Et puis SANG FROID est aussi lié tacitement à notre univers par la provenance de ses membres. On retrouve en effet au casting des membres de REGARDE LES HOMMES TOMBER et THE VEIL, soit un casting quatre étoiles pour un projet froid comme la nuit, et rigide comme un cadavre découvert au petit matin.
All-Nighter, premier album du projet, est de ces œuvres noires comme le cœur d’un misanthrope qui déambule dans les allées d’un quartier mal famé, ex-zone industrielle en friche depuis longtemps, sans réfléchir au sens de sa vie. Il est une balade organisée pour les noctambules qui refusent le sommeil, et qui passent leurs insomnies à questionner la pertinence de leur existence. La faune peuplant ce disque est donc liée à cette lune maladive et à ces néons blafards, comme si les années 80 revenaient à la vie sous l’impulsion de Jim Jarmusch.
Très ancré dans la nostalgie, All-Nighter accueille tous les perdus de la nuit, pour fonder une confrérie secrète. Avec des influences allant des COCTEAU TWINS aux SISTERS, en passant par TAXI GIRL, CHRISTIAN DEATH, et même les PLAY DEAD pourquoi pas, SANG FROID recycle avec beaucoup de panache les errances des corbeaux refusant la lumière du soleil, et persuadés de leur caractère d’immortalité.

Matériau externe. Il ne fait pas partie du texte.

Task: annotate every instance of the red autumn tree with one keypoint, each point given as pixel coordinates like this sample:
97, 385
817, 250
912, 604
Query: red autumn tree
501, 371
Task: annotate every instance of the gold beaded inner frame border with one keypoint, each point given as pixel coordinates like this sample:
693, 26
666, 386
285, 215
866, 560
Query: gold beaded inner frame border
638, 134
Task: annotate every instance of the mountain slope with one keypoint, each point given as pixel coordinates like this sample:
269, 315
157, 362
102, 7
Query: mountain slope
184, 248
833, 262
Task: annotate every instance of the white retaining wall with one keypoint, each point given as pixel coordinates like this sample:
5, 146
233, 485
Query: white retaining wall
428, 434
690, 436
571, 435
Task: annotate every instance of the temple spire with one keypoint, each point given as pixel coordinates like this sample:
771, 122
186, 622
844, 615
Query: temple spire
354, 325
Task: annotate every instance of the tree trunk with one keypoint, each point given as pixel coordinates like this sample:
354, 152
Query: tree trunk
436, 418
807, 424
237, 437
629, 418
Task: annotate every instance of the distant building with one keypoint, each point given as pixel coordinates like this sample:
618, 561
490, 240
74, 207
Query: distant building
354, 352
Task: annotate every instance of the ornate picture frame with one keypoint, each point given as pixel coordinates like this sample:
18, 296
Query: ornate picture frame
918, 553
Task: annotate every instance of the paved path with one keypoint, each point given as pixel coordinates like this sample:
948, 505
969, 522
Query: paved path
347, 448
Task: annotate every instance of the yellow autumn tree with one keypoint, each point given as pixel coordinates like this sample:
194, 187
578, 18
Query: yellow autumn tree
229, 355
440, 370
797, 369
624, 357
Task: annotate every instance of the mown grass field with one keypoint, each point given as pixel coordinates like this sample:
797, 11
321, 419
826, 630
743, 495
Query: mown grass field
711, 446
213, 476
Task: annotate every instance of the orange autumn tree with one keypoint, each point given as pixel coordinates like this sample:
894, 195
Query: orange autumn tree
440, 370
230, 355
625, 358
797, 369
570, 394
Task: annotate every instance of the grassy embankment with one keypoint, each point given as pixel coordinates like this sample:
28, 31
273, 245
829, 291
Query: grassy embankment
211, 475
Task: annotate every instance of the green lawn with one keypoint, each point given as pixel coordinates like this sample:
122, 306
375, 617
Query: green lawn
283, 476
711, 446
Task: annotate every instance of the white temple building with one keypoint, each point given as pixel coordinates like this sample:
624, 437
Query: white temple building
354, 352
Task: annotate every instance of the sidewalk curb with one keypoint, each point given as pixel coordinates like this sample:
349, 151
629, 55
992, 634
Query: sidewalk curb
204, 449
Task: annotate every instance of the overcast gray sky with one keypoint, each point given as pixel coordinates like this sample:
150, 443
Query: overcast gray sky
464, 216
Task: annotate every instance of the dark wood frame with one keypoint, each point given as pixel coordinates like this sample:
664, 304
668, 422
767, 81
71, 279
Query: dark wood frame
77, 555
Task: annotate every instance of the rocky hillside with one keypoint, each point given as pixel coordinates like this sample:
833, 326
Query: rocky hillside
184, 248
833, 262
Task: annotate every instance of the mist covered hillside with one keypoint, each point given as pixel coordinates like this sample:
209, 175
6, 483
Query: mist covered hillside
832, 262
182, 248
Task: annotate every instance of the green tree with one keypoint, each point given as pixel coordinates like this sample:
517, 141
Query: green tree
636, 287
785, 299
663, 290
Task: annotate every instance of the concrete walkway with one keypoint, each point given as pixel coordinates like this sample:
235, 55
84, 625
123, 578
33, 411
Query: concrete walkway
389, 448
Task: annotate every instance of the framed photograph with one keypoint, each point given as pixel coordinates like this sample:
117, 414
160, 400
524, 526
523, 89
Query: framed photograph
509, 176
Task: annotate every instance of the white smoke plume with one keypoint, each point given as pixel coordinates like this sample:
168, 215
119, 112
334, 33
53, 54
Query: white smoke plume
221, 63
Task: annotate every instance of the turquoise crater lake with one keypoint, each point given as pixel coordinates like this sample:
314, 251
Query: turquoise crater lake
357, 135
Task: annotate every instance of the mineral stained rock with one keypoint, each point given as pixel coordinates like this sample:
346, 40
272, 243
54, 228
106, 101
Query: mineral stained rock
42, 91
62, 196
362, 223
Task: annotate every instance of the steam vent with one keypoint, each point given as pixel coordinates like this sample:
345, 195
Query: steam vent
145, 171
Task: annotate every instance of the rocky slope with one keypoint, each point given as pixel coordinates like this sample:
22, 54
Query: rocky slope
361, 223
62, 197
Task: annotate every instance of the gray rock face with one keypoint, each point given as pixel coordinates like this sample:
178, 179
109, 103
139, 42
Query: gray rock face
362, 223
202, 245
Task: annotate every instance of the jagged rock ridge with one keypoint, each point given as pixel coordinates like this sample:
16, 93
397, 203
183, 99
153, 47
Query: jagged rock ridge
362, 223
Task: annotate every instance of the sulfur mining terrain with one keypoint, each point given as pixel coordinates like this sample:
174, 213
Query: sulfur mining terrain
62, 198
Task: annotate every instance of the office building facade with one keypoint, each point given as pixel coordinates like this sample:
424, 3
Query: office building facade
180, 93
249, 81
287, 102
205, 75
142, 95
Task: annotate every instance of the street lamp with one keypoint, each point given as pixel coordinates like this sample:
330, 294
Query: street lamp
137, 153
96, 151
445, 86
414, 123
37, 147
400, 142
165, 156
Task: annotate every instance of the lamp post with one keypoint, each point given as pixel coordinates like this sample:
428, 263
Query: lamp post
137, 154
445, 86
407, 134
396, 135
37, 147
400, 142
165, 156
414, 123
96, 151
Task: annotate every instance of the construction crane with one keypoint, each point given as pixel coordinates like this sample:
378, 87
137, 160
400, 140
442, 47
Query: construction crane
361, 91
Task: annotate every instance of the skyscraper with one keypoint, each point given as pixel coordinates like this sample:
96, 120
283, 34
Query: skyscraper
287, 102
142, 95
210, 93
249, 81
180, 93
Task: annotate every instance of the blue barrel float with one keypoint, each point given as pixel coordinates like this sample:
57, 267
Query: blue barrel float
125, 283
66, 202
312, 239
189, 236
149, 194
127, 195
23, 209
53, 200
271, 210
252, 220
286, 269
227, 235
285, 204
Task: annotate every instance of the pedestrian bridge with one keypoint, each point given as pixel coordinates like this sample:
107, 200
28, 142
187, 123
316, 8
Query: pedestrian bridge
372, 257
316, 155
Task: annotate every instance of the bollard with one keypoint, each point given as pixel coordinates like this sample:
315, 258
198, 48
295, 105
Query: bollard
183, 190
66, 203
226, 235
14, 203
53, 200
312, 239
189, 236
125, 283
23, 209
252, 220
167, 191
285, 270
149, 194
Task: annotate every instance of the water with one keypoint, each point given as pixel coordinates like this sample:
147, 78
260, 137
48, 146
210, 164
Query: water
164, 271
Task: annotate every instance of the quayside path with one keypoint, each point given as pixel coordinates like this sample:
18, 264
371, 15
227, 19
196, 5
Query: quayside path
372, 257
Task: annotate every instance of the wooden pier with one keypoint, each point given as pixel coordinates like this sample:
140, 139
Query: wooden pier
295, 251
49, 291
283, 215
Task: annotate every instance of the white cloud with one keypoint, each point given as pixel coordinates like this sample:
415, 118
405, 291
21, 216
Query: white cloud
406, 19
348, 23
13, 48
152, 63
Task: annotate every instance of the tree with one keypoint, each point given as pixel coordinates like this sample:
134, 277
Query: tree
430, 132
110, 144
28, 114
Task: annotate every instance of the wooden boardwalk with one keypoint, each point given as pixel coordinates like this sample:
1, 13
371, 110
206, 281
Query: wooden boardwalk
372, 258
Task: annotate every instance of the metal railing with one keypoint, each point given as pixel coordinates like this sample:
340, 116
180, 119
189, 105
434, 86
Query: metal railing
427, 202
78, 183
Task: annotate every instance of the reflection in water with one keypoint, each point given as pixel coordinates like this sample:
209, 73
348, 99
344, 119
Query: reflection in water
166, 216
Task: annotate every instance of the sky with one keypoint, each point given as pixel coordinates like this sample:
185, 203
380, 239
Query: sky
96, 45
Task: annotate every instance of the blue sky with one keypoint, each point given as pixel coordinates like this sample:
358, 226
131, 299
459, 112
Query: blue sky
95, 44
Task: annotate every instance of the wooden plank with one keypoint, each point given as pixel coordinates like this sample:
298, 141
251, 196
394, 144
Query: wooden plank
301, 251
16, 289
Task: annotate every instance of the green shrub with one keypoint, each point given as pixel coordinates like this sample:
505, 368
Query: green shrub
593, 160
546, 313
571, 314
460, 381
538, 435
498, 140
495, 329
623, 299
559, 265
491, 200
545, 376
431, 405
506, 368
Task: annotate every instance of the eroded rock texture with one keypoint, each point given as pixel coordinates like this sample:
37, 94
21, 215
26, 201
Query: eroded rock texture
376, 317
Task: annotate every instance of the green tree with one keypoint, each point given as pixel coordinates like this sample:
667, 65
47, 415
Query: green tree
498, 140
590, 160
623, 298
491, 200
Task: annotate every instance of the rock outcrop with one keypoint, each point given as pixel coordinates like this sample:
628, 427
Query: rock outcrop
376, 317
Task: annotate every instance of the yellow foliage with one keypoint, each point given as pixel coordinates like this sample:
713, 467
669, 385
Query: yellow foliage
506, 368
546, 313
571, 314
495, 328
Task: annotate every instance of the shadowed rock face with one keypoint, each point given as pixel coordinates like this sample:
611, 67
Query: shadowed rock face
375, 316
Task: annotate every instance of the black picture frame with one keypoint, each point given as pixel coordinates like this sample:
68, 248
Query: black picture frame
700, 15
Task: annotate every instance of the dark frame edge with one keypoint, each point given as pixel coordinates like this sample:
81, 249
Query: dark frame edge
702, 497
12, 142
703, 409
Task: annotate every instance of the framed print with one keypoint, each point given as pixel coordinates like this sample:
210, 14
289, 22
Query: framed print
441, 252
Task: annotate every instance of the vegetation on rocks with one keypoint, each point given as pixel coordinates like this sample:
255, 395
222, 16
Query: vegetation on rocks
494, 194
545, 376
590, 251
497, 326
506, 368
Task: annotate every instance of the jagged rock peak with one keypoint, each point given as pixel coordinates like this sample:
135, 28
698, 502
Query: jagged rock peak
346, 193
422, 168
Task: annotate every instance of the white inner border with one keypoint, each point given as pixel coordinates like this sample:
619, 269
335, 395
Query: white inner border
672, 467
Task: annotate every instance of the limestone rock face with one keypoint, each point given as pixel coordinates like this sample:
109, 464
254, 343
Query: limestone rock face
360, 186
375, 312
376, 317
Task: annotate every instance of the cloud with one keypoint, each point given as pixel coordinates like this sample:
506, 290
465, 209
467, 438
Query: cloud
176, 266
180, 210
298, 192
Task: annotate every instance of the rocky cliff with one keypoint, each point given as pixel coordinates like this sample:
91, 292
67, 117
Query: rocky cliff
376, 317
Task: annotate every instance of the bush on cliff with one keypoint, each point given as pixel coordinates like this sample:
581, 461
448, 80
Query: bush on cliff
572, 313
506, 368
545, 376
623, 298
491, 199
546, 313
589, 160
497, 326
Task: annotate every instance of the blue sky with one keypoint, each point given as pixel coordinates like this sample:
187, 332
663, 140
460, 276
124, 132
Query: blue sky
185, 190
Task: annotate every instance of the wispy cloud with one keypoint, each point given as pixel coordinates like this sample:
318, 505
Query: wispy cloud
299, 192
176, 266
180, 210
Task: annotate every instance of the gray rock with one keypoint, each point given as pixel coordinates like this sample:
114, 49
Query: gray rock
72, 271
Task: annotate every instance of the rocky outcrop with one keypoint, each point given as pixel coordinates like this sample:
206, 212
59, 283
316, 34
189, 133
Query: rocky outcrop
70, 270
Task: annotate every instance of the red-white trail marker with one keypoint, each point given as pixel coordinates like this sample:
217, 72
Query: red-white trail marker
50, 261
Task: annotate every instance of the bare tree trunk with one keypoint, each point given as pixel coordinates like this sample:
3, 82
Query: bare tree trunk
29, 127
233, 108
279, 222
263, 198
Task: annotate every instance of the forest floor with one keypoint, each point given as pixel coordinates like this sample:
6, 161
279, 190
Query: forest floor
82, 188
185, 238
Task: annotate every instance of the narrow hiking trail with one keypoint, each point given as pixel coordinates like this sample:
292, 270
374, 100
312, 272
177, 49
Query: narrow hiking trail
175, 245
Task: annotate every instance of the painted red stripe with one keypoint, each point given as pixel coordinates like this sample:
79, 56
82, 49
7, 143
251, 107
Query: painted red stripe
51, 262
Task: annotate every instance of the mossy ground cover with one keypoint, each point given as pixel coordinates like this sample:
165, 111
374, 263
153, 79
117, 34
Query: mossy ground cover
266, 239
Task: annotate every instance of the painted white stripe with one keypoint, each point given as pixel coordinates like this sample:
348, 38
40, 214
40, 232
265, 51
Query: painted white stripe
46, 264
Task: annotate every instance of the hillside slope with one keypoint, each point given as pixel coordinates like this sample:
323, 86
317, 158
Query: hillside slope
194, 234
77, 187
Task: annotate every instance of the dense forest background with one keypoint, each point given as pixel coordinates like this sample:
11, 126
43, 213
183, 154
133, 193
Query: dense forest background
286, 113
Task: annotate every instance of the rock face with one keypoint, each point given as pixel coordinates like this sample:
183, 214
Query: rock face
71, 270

Aussi triste qu’une zone résidentielle à peine éclairée, aussi morne qu’une petite ville de province après 22 heures, aussi résigné qu’un suicidaire sur le pont de ses regrets, All-Nighter ne fait pas que recycler, il créé de nouveau, réinvente les sonorités, et profite d’une excellente production (enregistrement, mixage et mastering par Benoit Roux au Drudenhaus studio de Nantes, une référence) pour gonfler les fréquences, et superposer les textures, entre claviers dépressifs et guitare en son clair blindée d’écho et de réverb’.
En découle une aventure hors du commun. En utilisant leur background commun et leurs différences, les musiciens nous offrent un film néo-noir passionnant, à l’intrigue simple, mais aux échanges denses. Dialogue entre les paumés qui n’ont d’autre rêve que de continuer à l’être, shot de cocaïne dans le nez pour supporter le malaise de la vie, bouteilles qui s’accumulent autour d’un banc de fortune, l’histoire n’est pas très gaie, mais elle a le mérite d’être simple et crédible.
Surtout à notre époque.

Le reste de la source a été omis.